Soon thereafter Lorenzo joined several nobles conscripted in the final battles of the War of Candia at Crete (1631-69). Left on her own to care for the three young children, Antonia later wrote that during his absence they had very little on which to subsist. Alas, this declaration appeared in legal papers in which she sued for divorce.

After Lorenzo returned from Greece, the marriage quickly disintegrated and the two lived separately in Venice. The divorce request drawn up by Antonia in 1672 charged Lorenzo with physical brutality, infidelity, stealing her belongings, and negligence of family support. He denied the accusations and she lost the case. Might it have been the humiliation that she suffered from publicly accusing him and then being proven wrong that made her feel she must escape to a better life that she imagined awaited her in Paris? Like Clytie, was she thus “despised by fortune”? Perhaps then it was not entirely her admiration for Louis XIV that drew her to France, but it would be under his protection that she would find solace and resolution. Poetic license gave Clytie the same liberty, tracing her fondness for the “Sun” since childhood.

Perhaps it was Corbetta—her old friend and fellow musician—who helped her to escape. At the time of her departure in winter 1676-77 he had been granted a pass to travel from England “to foreign parts,” perhaps Venice. Antonia did not leave without making careful plans. She took some of her belongings to the homes of various acquaintances in the city, but left her most valuable possessions at the convent of Saint Bernard on Murano, out of Lorenzo’s reach. She entrusted her daughter Diana to the abbess and a friend at the convent; her sons presumably stayed with their father. Bembo’s preface to Produzioni armoniche alludes to her financial difficulties in France; she probably could take along but few of her own possessions and a limited supply of ready money. She wrote that the king had taken mercy on her predicament and offered her shelter in a women’s community, the Petite Union Chrétienne des Dames de Saint Chaumont (“Small Christian Union of the Women of Saint Chaumont”) in the parish of Notre Dame de Bonne Nouvelle, then on the outskirts of Paris but now located in the ninth arrondissement. Established in the early years of the 1680s, this non-cloistered community offered shelter to women who had been left alone for various reasons. If Corbetta indeed proves to have been Antonia Bembo’s escort from Venice to Paris, she would have needed assistance at exactly the time that the Parisian women’s community was formed. He died in April 1681, when the Mercure de France published an obituary extolling his musical talents.

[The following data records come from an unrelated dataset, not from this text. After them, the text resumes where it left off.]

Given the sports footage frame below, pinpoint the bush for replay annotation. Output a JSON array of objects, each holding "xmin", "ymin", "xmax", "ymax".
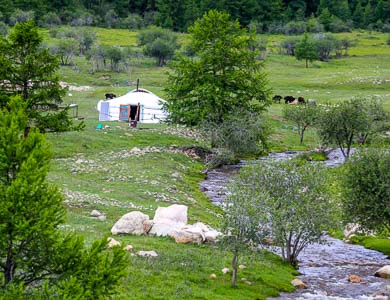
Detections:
[
  {"xmin": 329, "ymin": 17, "xmax": 353, "ymax": 32},
  {"xmin": 9, "ymin": 9, "xmax": 35, "ymax": 26},
  {"xmin": 121, "ymin": 14, "xmax": 145, "ymax": 30},
  {"xmin": 283, "ymin": 21, "xmax": 306, "ymax": 35},
  {"xmin": 138, "ymin": 26, "xmax": 178, "ymax": 66},
  {"xmin": 382, "ymin": 23, "xmax": 390, "ymax": 32},
  {"xmin": 0, "ymin": 22, "xmax": 9, "ymax": 36},
  {"xmin": 280, "ymin": 37, "xmax": 299, "ymax": 56},
  {"xmin": 39, "ymin": 12, "xmax": 61, "ymax": 28},
  {"xmin": 209, "ymin": 112, "xmax": 269, "ymax": 157}
]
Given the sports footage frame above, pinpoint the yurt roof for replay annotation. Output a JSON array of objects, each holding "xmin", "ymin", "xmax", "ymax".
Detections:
[{"xmin": 103, "ymin": 88, "xmax": 164, "ymax": 109}]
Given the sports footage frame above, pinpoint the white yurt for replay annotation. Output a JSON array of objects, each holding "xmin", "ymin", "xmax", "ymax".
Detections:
[{"xmin": 97, "ymin": 88, "xmax": 166, "ymax": 123}]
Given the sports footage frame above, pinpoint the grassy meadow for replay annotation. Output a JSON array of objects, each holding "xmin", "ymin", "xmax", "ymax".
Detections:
[{"xmin": 45, "ymin": 28, "xmax": 390, "ymax": 299}]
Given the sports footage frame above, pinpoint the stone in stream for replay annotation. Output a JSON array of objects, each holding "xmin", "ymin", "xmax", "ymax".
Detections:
[
  {"xmin": 375, "ymin": 265, "xmax": 390, "ymax": 279},
  {"xmin": 348, "ymin": 275, "xmax": 364, "ymax": 283},
  {"xmin": 291, "ymin": 278, "xmax": 307, "ymax": 289}
]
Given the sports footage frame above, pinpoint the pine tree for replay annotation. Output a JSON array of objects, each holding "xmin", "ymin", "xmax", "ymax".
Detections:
[
  {"xmin": 0, "ymin": 22, "xmax": 83, "ymax": 135},
  {"xmin": 295, "ymin": 33, "xmax": 318, "ymax": 68},
  {"xmin": 0, "ymin": 98, "xmax": 65, "ymax": 286},
  {"xmin": 0, "ymin": 97, "xmax": 127, "ymax": 299}
]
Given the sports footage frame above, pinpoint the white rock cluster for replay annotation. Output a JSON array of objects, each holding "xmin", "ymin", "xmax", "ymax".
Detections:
[{"xmin": 111, "ymin": 204, "xmax": 222, "ymax": 244}]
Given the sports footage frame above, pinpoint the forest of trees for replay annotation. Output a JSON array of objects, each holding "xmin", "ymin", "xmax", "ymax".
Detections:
[{"xmin": 0, "ymin": 0, "xmax": 390, "ymax": 33}]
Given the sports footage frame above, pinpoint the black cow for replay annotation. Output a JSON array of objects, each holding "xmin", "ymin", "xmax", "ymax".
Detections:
[
  {"xmin": 105, "ymin": 93, "xmax": 116, "ymax": 100},
  {"xmin": 284, "ymin": 96, "xmax": 295, "ymax": 104},
  {"xmin": 272, "ymin": 95, "xmax": 283, "ymax": 103}
]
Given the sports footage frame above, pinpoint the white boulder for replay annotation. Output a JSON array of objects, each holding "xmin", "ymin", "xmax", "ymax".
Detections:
[
  {"xmin": 111, "ymin": 211, "xmax": 152, "ymax": 235},
  {"xmin": 149, "ymin": 204, "xmax": 188, "ymax": 236},
  {"xmin": 137, "ymin": 251, "xmax": 158, "ymax": 257}
]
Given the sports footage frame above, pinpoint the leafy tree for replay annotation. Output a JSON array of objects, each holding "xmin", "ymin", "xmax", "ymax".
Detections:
[
  {"xmin": 295, "ymin": 33, "xmax": 318, "ymax": 68},
  {"xmin": 313, "ymin": 33, "xmax": 340, "ymax": 61},
  {"xmin": 0, "ymin": 22, "xmax": 83, "ymax": 134},
  {"xmin": 221, "ymin": 178, "xmax": 267, "ymax": 287},
  {"xmin": 283, "ymin": 105, "xmax": 318, "ymax": 144},
  {"xmin": 341, "ymin": 149, "xmax": 390, "ymax": 230},
  {"xmin": 0, "ymin": 97, "xmax": 126, "ymax": 299},
  {"xmin": 165, "ymin": 10, "xmax": 269, "ymax": 125},
  {"xmin": 138, "ymin": 26, "xmax": 178, "ymax": 67},
  {"xmin": 240, "ymin": 161, "xmax": 337, "ymax": 267},
  {"xmin": 316, "ymin": 98, "xmax": 389, "ymax": 158}
]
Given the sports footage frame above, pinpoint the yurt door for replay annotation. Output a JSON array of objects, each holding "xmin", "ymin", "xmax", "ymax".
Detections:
[{"xmin": 119, "ymin": 104, "xmax": 131, "ymax": 122}]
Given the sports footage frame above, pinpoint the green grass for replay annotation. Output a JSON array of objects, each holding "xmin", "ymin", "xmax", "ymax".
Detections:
[
  {"xmin": 40, "ymin": 28, "xmax": 390, "ymax": 299},
  {"xmin": 351, "ymin": 236, "xmax": 390, "ymax": 258}
]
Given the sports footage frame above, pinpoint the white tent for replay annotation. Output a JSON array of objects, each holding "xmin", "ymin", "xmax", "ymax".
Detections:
[{"xmin": 97, "ymin": 89, "xmax": 166, "ymax": 123}]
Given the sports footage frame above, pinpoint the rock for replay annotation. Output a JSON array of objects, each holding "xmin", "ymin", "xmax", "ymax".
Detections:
[
  {"xmin": 97, "ymin": 215, "xmax": 107, "ymax": 221},
  {"xmin": 107, "ymin": 238, "xmax": 121, "ymax": 249},
  {"xmin": 111, "ymin": 211, "xmax": 153, "ymax": 235},
  {"xmin": 291, "ymin": 278, "xmax": 307, "ymax": 289},
  {"xmin": 89, "ymin": 209, "xmax": 103, "ymax": 218},
  {"xmin": 343, "ymin": 223, "xmax": 374, "ymax": 240},
  {"xmin": 375, "ymin": 265, "xmax": 390, "ymax": 279},
  {"xmin": 149, "ymin": 204, "xmax": 188, "ymax": 236},
  {"xmin": 170, "ymin": 227, "xmax": 205, "ymax": 244},
  {"xmin": 348, "ymin": 275, "xmax": 363, "ymax": 283},
  {"xmin": 123, "ymin": 245, "xmax": 134, "ymax": 252},
  {"xmin": 153, "ymin": 204, "xmax": 188, "ymax": 224},
  {"xmin": 137, "ymin": 251, "xmax": 158, "ymax": 257}
]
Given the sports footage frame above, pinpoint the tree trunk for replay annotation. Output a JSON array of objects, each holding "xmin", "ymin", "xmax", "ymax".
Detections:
[
  {"xmin": 232, "ymin": 253, "xmax": 238, "ymax": 287},
  {"xmin": 4, "ymin": 242, "xmax": 16, "ymax": 285}
]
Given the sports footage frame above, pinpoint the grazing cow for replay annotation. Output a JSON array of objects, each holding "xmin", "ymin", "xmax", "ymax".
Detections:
[
  {"xmin": 272, "ymin": 95, "xmax": 282, "ymax": 103},
  {"xmin": 284, "ymin": 96, "xmax": 295, "ymax": 104},
  {"xmin": 105, "ymin": 93, "xmax": 116, "ymax": 100}
]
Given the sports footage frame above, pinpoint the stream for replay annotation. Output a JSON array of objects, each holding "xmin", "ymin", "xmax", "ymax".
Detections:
[{"xmin": 200, "ymin": 149, "xmax": 390, "ymax": 300}]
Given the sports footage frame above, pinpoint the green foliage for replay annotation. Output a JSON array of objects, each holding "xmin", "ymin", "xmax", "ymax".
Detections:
[
  {"xmin": 165, "ymin": 11, "xmax": 269, "ymax": 125},
  {"xmin": 0, "ymin": 22, "xmax": 78, "ymax": 131},
  {"xmin": 283, "ymin": 104, "xmax": 319, "ymax": 144},
  {"xmin": 221, "ymin": 178, "xmax": 267, "ymax": 287},
  {"xmin": 351, "ymin": 236, "xmax": 390, "ymax": 257},
  {"xmin": 342, "ymin": 149, "xmax": 390, "ymax": 230},
  {"xmin": 50, "ymin": 38, "xmax": 79, "ymax": 66},
  {"xmin": 206, "ymin": 111, "xmax": 269, "ymax": 158},
  {"xmin": 240, "ymin": 162, "xmax": 337, "ymax": 266},
  {"xmin": 316, "ymin": 98, "xmax": 390, "ymax": 158},
  {"xmin": 295, "ymin": 33, "xmax": 318, "ymax": 68},
  {"xmin": 0, "ymin": 98, "xmax": 126, "ymax": 299}
]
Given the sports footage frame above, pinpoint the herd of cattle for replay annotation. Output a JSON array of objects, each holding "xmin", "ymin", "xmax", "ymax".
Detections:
[{"xmin": 272, "ymin": 95, "xmax": 306, "ymax": 104}]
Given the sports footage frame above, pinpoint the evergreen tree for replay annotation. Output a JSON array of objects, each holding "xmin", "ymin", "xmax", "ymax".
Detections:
[
  {"xmin": 0, "ymin": 22, "xmax": 83, "ymax": 134},
  {"xmin": 353, "ymin": 0, "xmax": 364, "ymax": 28},
  {"xmin": 0, "ymin": 97, "xmax": 126, "ymax": 299}
]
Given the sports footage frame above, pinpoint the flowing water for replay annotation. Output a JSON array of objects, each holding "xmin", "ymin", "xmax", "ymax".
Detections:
[{"xmin": 200, "ymin": 150, "xmax": 390, "ymax": 300}]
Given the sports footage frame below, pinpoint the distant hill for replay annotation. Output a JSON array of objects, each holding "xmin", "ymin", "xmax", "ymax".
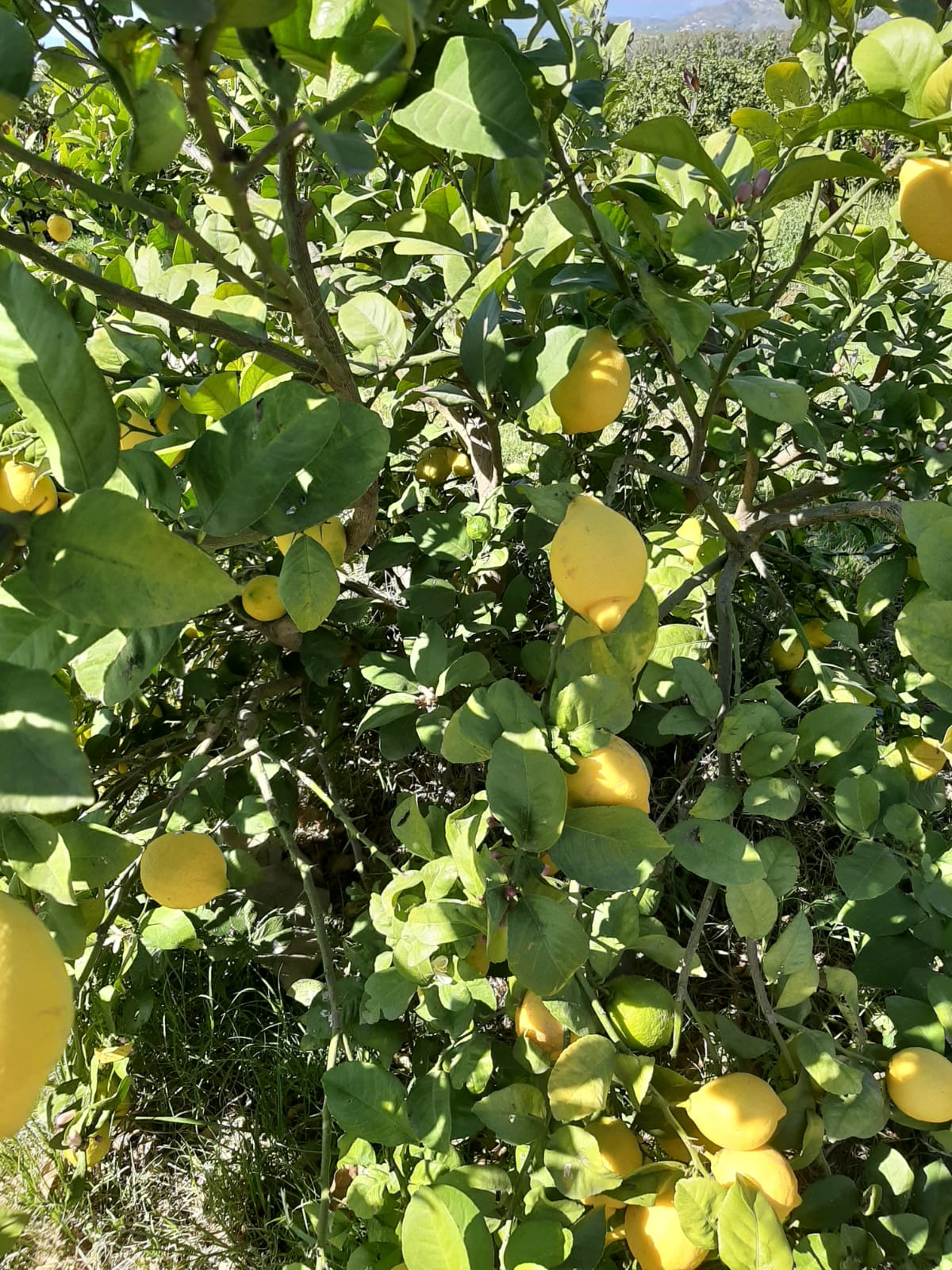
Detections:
[{"xmin": 631, "ymin": 0, "xmax": 886, "ymax": 36}]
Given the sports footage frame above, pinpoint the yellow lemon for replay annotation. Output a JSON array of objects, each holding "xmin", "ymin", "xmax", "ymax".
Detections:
[
  {"xmin": 138, "ymin": 832, "xmax": 228, "ymax": 908},
  {"xmin": 0, "ymin": 891, "xmax": 72, "ymax": 1138},
  {"xmin": 548, "ymin": 494, "xmax": 647, "ymax": 631},
  {"xmin": 886, "ymin": 1045, "xmax": 952, "ymax": 1124},
  {"xmin": 0, "ymin": 461, "xmax": 59, "ymax": 516},
  {"xmin": 550, "ymin": 326, "xmax": 631, "ymax": 436},
  {"xmin": 899, "ymin": 159, "xmax": 952, "ymax": 260},
  {"xmin": 624, "ymin": 1199, "xmax": 707, "ymax": 1270},
  {"xmin": 585, "ymin": 1116, "xmax": 643, "ymax": 1178},
  {"xmin": 896, "ymin": 737, "xmax": 947, "ymax": 781},
  {"xmin": 684, "ymin": 1072, "xmax": 787, "ymax": 1151},
  {"xmin": 770, "ymin": 639, "xmax": 806, "ymax": 671},
  {"xmin": 241, "ymin": 573, "xmax": 287, "ymax": 622},
  {"xmin": 274, "ymin": 516, "xmax": 347, "ymax": 569},
  {"xmin": 516, "ymin": 992, "xmax": 565, "ymax": 1059},
  {"xmin": 565, "ymin": 737, "xmax": 651, "ymax": 811},
  {"xmin": 711, "ymin": 1147, "xmax": 800, "ymax": 1222},
  {"xmin": 415, "ymin": 446, "xmax": 453, "ymax": 485},
  {"xmin": 46, "ymin": 212, "xmax": 72, "ymax": 243}
]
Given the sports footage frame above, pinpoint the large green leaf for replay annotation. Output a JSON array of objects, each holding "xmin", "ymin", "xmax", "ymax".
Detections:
[
  {"xmin": 853, "ymin": 17, "xmax": 944, "ymax": 114},
  {"xmin": 548, "ymin": 1037, "xmax": 614, "ymax": 1124},
  {"xmin": 27, "ymin": 489, "xmax": 237, "ymax": 630},
  {"xmin": 617, "ymin": 114, "xmax": 732, "ymax": 206},
  {"xmin": 278, "ymin": 533, "xmax": 340, "ymax": 631},
  {"xmin": 486, "ymin": 729, "xmax": 566, "ymax": 851},
  {"xmin": 0, "ymin": 662, "xmax": 93, "ymax": 815},
  {"xmin": 0, "ymin": 252, "xmax": 119, "ymax": 491},
  {"xmin": 508, "ymin": 891, "xmax": 589, "ymax": 997},
  {"xmin": 188, "ymin": 381, "xmax": 390, "ymax": 536},
  {"xmin": 550, "ymin": 806, "xmax": 671, "ymax": 891},
  {"xmin": 321, "ymin": 1062, "xmax": 414, "ymax": 1147},
  {"xmin": 393, "ymin": 36, "xmax": 542, "ymax": 159}
]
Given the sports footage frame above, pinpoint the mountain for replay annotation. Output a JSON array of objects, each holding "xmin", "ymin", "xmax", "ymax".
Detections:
[{"xmin": 631, "ymin": 0, "xmax": 886, "ymax": 34}]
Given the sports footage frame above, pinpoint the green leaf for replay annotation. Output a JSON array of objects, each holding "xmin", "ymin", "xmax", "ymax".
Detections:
[
  {"xmin": 725, "ymin": 879, "xmax": 779, "ymax": 940},
  {"xmin": 393, "ymin": 36, "xmax": 542, "ymax": 159},
  {"xmin": 835, "ymin": 842, "xmax": 906, "ymax": 900},
  {"xmin": 550, "ymin": 806, "xmax": 671, "ymax": 891},
  {"xmin": 186, "ymin": 381, "xmax": 390, "ymax": 536},
  {"xmin": 403, "ymin": 1183, "xmax": 470, "ymax": 1270},
  {"xmin": 0, "ymin": 252, "xmax": 119, "ymax": 491},
  {"xmin": 0, "ymin": 815, "xmax": 76, "ymax": 906},
  {"xmin": 744, "ymin": 776, "xmax": 804, "ymax": 821},
  {"xmin": 459, "ymin": 291, "xmax": 505, "ymax": 398},
  {"xmin": 129, "ymin": 79, "xmax": 188, "ymax": 173},
  {"xmin": 321, "ymin": 1062, "xmax": 414, "ymax": 1147},
  {"xmin": 616, "ymin": 114, "xmax": 732, "ymax": 207},
  {"xmin": 0, "ymin": 662, "xmax": 93, "ymax": 815},
  {"xmin": 857, "ymin": 556, "xmax": 908, "ymax": 626},
  {"xmin": 508, "ymin": 889, "xmax": 589, "ymax": 997},
  {"xmin": 486, "ymin": 729, "xmax": 567, "ymax": 851},
  {"xmin": 671, "ymin": 198, "xmax": 747, "ymax": 264},
  {"xmin": 760, "ymin": 154, "xmax": 885, "ymax": 207},
  {"xmin": 797, "ymin": 701, "xmax": 876, "ymax": 764},
  {"xmin": 717, "ymin": 1177, "xmax": 793, "ymax": 1270},
  {"xmin": 727, "ymin": 375, "xmax": 810, "ymax": 423},
  {"xmin": 639, "ymin": 269, "xmax": 712, "ymax": 362},
  {"xmin": 853, "ymin": 17, "xmax": 944, "ymax": 114},
  {"xmin": 833, "ymin": 775, "xmax": 880, "ymax": 838},
  {"xmin": 27, "ymin": 489, "xmax": 237, "ymax": 630},
  {"xmin": 543, "ymin": 1124, "xmax": 618, "ymax": 1200},
  {"xmin": 340, "ymin": 291, "xmax": 406, "ymax": 360},
  {"xmin": 138, "ymin": 908, "xmax": 195, "ymax": 952},
  {"xmin": 60, "ymin": 821, "xmax": 140, "ymax": 889},
  {"xmin": 668, "ymin": 819, "xmax": 764, "ymax": 887},
  {"xmin": 278, "ymin": 533, "xmax": 340, "ymax": 631},
  {"xmin": 548, "ymin": 1037, "xmax": 614, "ymax": 1124},
  {"xmin": 472, "ymin": 1082, "xmax": 546, "ymax": 1147},
  {"xmin": 70, "ymin": 622, "xmax": 182, "ymax": 706}
]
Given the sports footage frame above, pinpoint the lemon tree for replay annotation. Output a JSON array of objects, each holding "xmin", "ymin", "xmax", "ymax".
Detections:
[{"xmin": 0, "ymin": 0, "xmax": 952, "ymax": 1270}]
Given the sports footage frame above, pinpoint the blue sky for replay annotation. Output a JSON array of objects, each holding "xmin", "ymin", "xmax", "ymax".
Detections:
[{"xmin": 608, "ymin": 0, "xmax": 717, "ymax": 14}]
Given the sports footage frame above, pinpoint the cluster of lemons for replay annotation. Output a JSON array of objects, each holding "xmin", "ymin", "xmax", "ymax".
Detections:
[{"xmin": 241, "ymin": 516, "xmax": 347, "ymax": 622}]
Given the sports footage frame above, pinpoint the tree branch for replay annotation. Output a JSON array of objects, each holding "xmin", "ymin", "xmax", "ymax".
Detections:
[{"xmin": 0, "ymin": 229, "xmax": 321, "ymax": 379}]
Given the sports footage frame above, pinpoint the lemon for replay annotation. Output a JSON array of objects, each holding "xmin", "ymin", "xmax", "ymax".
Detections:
[
  {"xmin": 548, "ymin": 494, "xmax": 647, "ymax": 631},
  {"xmin": 770, "ymin": 639, "xmax": 806, "ymax": 671},
  {"xmin": 624, "ymin": 1199, "xmax": 707, "ymax": 1270},
  {"xmin": 585, "ymin": 1116, "xmax": 643, "ymax": 1173},
  {"xmin": 274, "ymin": 516, "xmax": 347, "ymax": 569},
  {"xmin": 897, "ymin": 159, "xmax": 952, "ymax": 260},
  {"xmin": 711, "ymin": 1147, "xmax": 800, "ymax": 1222},
  {"xmin": 886, "ymin": 1045, "xmax": 952, "ymax": 1124},
  {"xmin": 550, "ymin": 326, "xmax": 631, "ymax": 436},
  {"xmin": 565, "ymin": 737, "xmax": 651, "ymax": 813},
  {"xmin": 415, "ymin": 446, "xmax": 453, "ymax": 485},
  {"xmin": 0, "ymin": 460, "xmax": 59, "ymax": 516},
  {"xmin": 516, "ymin": 992, "xmax": 565, "ymax": 1059},
  {"xmin": 896, "ymin": 737, "xmax": 947, "ymax": 781},
  {"xmin": 241, "ymin": 573, "xmax": 287, "ymax": 622},
  {"xmin": 138, "ymin": 832, "xmax": 228, "ymax": 908},
  {"xmin": 608, "ymin": 976, "xmax": 674, "ymax": 1053},
  {"xmin": 0, "ymin": 891, "xmax": 72, "ymax": 1138},
  {"xmin": 46, "ymin": 212, "xmax": 72, "ymax": 243},
  {"xmin": 684, "ymin": 1072, "xmax": 787, "ymax": 1151}
]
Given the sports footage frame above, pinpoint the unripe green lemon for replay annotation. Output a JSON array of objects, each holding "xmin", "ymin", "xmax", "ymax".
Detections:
[{"xmin": 608, "ymin": 976, "xmax": 675, "ymax": 1053}]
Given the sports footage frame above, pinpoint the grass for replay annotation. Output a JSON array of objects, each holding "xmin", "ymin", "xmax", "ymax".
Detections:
[{"xmin": 0, "ymin": 952, "xmax": 321, "ymax": 1270}]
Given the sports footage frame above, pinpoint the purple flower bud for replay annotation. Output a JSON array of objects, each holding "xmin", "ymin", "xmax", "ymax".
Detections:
[{"xmin": 754, "ymin": 167, "xmax": 772, "ymax": 198}]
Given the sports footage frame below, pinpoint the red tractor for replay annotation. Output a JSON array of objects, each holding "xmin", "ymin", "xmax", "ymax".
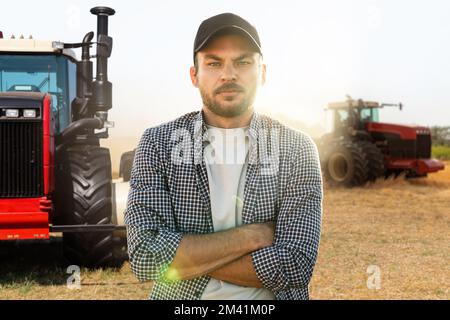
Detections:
[
  {"xmin": 318, "ymin": 97, "xmax": 444, "ymax": 186},
  {"xmin": 0, "ymin": 7, "xmax": 127, "ymax": 267}
]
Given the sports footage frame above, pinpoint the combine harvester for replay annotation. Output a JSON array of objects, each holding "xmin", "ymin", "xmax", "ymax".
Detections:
[
  {"xmin": 317, "ymin": 97, "xmax": 444, "ymax": 187},
  {"xmin": 0, "ymin": 7, "xmax": 128, "ymax": 267}
]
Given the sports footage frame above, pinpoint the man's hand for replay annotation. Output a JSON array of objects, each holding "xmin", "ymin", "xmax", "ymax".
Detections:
[{"xmin": 167, "ymin": 222, "xmax": 275, "ymax": 280}]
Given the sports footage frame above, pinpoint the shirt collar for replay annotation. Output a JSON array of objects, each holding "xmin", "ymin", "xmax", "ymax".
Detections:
[{"xmin": 193, "ymin": 111, "xmax": 261, "ymax": 164}]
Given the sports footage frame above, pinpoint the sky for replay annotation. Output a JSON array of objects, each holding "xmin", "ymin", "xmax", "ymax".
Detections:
[{"xmin": 0, "ymin": 0, "xmax": 450, "ymax": 137}]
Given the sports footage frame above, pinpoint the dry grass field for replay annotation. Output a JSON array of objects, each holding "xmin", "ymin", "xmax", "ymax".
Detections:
[{"xmin": 0, "ymin": 162, "xmax": 450, "ymax": 299}]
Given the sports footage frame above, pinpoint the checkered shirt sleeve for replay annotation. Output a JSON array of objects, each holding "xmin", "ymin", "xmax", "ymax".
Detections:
[
  {"xmin": 125, "ymin": 129, "xmax": 182, "ymax": 282},
  {"xmin": 252, "ymin": 134, "xmax": 323, "ymax": 299}
]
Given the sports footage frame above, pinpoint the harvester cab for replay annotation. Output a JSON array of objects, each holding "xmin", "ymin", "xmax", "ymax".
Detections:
[
  {"xmin": 0, "ymin": 7, "xmax": 125, "ymax": 267},
  {"xmin": 326, "ymin": 97, "xmax": 403, "ymax": 136},
  {"xmin": 318, "ymin": 97, "xmax": 444, "ymax": 186}
]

The pension given by the king to the Christian Union provided Bembo with a “room of her own” in the community. In the dearth of documentary evidence about the composer and her music, however, one wonders if her works were performed and, if so, in what way and under which circumstances. As a soprano, she surely sang most of the forty-one pieces of the Produzioni armoniche. But what of the three-, four-, and five-voice works, such as are found in the motets, the psalm settings, the divertimento, and the opera? Did sacred and secular works overlap to the same extent as in seicento Italy, so as to allow their performance in the women’s community? Many of the larger works call for men’s voices; how would these have been supplied? How well acquainted might Antonia have been with her contemporary the composer Elisabeth-Claude Jacquet de La Guerre? Taken together their works constitute the overwhelming majority of music composed by women during Louis XIV’s reign.

These and many other questions are treated in my forthcoming book on the composer, Desperate Measures: The Life and Music of Antonia Padoani Bembo. Several scholars join me in editing her works, a few of which have been published and appear in the list above. There are as yet no commercially available recordings to be had—sopranos, especially, take note! We eagerly await recording projects that will one day yield a discography.